The role of the Co2+/Co3+ redox-pair in the properties of La2−xSrxCoTiO6 (0 ≤ x ≤ 0.5) perovskites as components for solid oxide fuel cells

Abstract

Substitution of La3+ by Sr2+ in the perovskite La2CoTiO6 yields materials of the La2−xSrxCoTiO6 series. The dominant charge-compensating mechanism is oxidation of Co2+ if they are prepared at air. The as prepared oxides can be reduced inducing a large amount of oxygen vacancies while keeping the perovskite structure. The electrical behaviour of the La2−xSrxCoTiO6 series is dominated by p-type electronic conduction in a wide pO2 range through non-adiabatic hopping of small-polarons. The electrical conductivity increases with x, except for the x = 0.5 material which shows an unexpectedly low conductivity due to microstructural and short-range ordering effects.
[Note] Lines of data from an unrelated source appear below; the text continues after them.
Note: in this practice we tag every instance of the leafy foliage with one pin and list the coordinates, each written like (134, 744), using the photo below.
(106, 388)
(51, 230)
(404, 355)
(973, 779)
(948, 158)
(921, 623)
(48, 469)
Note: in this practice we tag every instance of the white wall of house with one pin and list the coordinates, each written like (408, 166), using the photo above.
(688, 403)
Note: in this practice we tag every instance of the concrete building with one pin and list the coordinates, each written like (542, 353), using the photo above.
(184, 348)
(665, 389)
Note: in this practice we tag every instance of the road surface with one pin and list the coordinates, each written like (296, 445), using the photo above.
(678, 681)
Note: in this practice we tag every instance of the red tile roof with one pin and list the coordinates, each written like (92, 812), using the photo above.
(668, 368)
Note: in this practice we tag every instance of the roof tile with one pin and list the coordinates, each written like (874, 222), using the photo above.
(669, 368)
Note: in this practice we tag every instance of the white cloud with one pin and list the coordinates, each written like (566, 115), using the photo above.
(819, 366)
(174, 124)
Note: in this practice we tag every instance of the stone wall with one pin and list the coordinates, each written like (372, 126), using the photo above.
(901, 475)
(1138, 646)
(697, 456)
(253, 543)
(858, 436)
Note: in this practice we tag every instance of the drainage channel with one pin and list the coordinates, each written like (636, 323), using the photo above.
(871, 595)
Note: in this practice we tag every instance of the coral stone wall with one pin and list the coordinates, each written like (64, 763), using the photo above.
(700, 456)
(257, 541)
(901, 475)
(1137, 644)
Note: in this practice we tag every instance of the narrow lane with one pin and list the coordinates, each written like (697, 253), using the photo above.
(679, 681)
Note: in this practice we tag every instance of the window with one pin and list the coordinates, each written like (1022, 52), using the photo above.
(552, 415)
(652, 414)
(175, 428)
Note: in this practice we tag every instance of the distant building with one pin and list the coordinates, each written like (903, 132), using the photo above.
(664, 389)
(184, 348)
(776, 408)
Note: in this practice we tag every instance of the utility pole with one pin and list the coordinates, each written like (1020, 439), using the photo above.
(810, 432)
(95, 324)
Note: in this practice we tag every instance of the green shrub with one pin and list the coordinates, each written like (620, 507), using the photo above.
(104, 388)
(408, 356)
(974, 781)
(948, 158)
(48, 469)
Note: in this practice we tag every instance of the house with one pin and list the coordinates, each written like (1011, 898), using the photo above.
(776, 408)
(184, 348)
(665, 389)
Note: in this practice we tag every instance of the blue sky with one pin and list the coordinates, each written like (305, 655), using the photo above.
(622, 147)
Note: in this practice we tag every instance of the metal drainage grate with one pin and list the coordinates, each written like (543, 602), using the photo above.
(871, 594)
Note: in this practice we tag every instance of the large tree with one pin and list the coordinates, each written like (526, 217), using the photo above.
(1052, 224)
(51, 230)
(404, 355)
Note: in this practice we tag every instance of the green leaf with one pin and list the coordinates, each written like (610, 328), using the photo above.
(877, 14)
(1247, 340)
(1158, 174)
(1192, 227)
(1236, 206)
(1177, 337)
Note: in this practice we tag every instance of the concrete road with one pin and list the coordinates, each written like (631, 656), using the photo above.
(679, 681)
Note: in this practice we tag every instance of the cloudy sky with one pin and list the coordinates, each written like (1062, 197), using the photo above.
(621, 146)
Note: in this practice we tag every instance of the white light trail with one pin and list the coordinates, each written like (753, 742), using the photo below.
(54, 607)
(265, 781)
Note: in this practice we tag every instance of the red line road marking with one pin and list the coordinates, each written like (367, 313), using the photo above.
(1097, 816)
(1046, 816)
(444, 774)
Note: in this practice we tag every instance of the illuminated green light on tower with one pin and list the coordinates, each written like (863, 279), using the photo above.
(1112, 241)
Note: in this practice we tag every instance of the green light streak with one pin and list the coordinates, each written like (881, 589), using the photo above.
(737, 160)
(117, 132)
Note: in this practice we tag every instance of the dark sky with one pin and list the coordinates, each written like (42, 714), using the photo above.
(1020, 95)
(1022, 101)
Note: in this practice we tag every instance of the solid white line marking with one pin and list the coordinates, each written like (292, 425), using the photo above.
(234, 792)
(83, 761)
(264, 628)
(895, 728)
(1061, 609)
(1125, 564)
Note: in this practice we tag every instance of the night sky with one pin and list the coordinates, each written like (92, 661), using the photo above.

The highest conductivity material, La1.60Sr0.40CoTiO6, is selected to study the electrochemical properties of the series. This compound is chemically compatible with YSZ up to 1373 K, in both oxidizing and reducing atmospheres. The preliminary evaluation of the electrode performance reveals that La1.60Sr0.40CoTiO6-based electrodes exhibit polarization resistances of typically 0.8 Ω cm2 at 1073 K in oxygen, which are close to the values obtained for LSM-based cathodes. Thus, the electrochemical behaviour of this oxide as cathode is particularly encouraging since the electrode microstructure is not optimized; it is expected that an improved microstructure will perform at least similarly to the state-of-art in SOFCs materials.